Commonly found in Africa, Europe, the Middle East, North America and West Asia, the West Nile Virus (WNV) is a viral infection which is typically spread by mosquitoes and can cause neurological disease as well as death in people. First detected in a woman in West Nile district of Uganda in 1937, the virus was later identified in birds (crows and columbiformes) in Nile delta region in 1953.
According to the World Health Organisation (WHO), the virus is a member of the flavivirus genus and belongs to the Japanese encephalitis antigenic complex of the family Flaviviridae. The largest outbreaks of the virus were recorded in Greece, Israel, Romania, Russia and USA.
How does the virus spread or get transmitted?
The disease is transmitted to humans through mosquito bites. Mosquitoes become infected when they feed on infected birds, which circulate the virus in their blood for a few days. The virus gets transmitted into the mosquito’s salivary glands, from where it is injected into humans as well as animals through mosquito bites. The virus can multiply in the process and possibly cause illness.

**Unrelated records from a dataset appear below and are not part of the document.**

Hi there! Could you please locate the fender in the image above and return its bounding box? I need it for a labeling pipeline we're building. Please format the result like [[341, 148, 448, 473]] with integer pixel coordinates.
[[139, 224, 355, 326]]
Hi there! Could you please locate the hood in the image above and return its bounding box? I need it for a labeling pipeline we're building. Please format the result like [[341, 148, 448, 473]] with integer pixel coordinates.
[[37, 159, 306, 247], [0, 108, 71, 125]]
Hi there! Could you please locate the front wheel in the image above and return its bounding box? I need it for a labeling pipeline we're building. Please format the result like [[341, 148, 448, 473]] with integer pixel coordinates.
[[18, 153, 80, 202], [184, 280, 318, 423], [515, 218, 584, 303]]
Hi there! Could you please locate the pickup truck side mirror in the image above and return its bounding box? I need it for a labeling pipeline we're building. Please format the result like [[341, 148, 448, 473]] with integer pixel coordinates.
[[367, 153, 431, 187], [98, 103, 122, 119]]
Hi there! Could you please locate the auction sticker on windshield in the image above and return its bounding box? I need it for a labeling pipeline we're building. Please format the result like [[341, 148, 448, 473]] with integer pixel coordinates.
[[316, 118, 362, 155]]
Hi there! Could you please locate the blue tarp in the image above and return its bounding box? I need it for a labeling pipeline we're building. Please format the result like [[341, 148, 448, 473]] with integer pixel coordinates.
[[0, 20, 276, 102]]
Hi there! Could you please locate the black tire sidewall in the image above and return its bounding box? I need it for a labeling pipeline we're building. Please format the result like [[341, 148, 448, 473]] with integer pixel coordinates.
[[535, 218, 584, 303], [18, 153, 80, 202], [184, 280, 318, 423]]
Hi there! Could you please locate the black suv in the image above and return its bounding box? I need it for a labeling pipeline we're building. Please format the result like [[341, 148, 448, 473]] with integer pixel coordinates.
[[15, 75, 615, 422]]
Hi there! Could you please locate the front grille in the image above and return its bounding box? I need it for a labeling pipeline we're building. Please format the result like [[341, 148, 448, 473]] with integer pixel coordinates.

WNL may also be transmitted through contact with other infected animals, their blood or other tissues.T
Horses, just like humans, are “dead-end” hosts, meaning that while they become infected, they do not spread the infection. Symptomatic infections in horses are also rare and generally mild, but can cause neurologic disease, including fatal encephalomyelitis.
Signs and symptoms:
- Infection with WNV is either asymptomatic (no symptoms) in around 80% of infected people, or can lead to West Nile fever or severe West Nile disease.
- About 20% of people who become infected with WNV will develop West Nile fever. Symptoms include fever, headache, tiredness, and body aches, nausea, vomiting, occasionally with a skin rash (on the trunk of the body) and swollen lymph glands.
The symptoms of severe disease (also called neuroinvasive disease, such as West Nile encephalitis or meningitis or West Nile poliomyelitis) include headache, high fever, neck stiffness, stupor, disorientation, coma, tremors, convulsions, muscle weakness, and paralysis
Treatment is supportive for patients with neuro-invasive West Nile virus, often involving hospitalization, intravenous fluids, respiratory support, and prevention of secondary infections. No vaccine is available for humans.